Une curatelle renforcée

Faisant sienne la conclusion du médecin expert qualifié, le Juge opte pour une curatelle renforcée. Cette mesure porte prioritairement sur la protection de biens de Magali.

Le curateur – ici Trevor – n’intervient pas (ou intervient seulement qu’en conseil) pour les décisions concernant la santé, la vie civique et la vie professionnelle ; son assistance peut être requise dans certains actes de la privée interférant avec la gestion de ses biens.

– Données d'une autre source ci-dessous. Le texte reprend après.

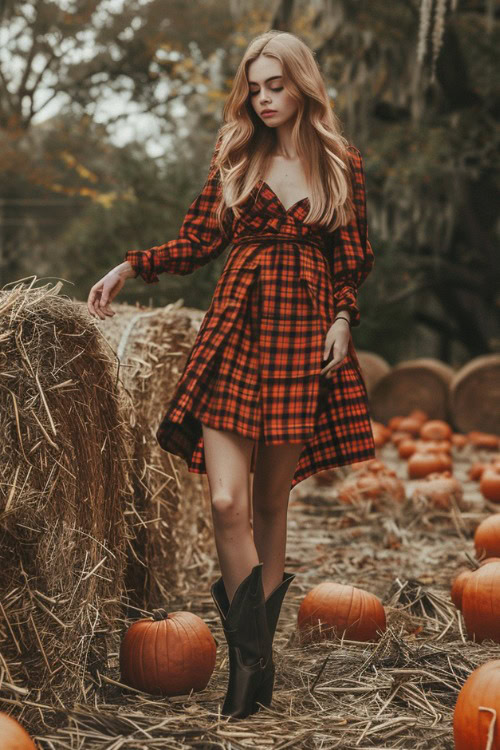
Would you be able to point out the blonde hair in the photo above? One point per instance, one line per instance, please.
(245, 145)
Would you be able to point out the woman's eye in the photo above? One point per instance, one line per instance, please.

De façon non détaillée et non exhaustive mais pour l’essentiel :

Il n’a pas le droit d’ouvrir, de modifier ou de fermer un compte ou un livret au nom de Magali. Sur ces comptes, il est habilité à recevoir les revenus de celle-ci (ex. : pensions de retraite) et à régler ses dépenses (ex. : hébergement en maison de retraite). Magali pourra disposer directement d’un compte sans découvert et d’une carte bancaire associée sans accès à un crédit, alimentés par les excédents des comptes ci-dessus.

Pour d’autres actes de gestion (ex. : ceux qui engagent le patrimoine, soit immobilier, soit des valeurs financières), c’est le principe de la double signature : Magali signe mais Trevor doit contresigner. Certains de tels actes qui n’engagent pas à grande conséquence peuvent être fait à la seule initiative de Magali.


Ce billet est le septième d’une chronique vécue (et en cours) sur l’Alzheimer. Les noms des personnes et des organismes ont été changés, afin d’en préserver l’anonymat.

L'illustration est une des peintures réalisées par Magali à l'occasion d'activités qui lui ont été proposées.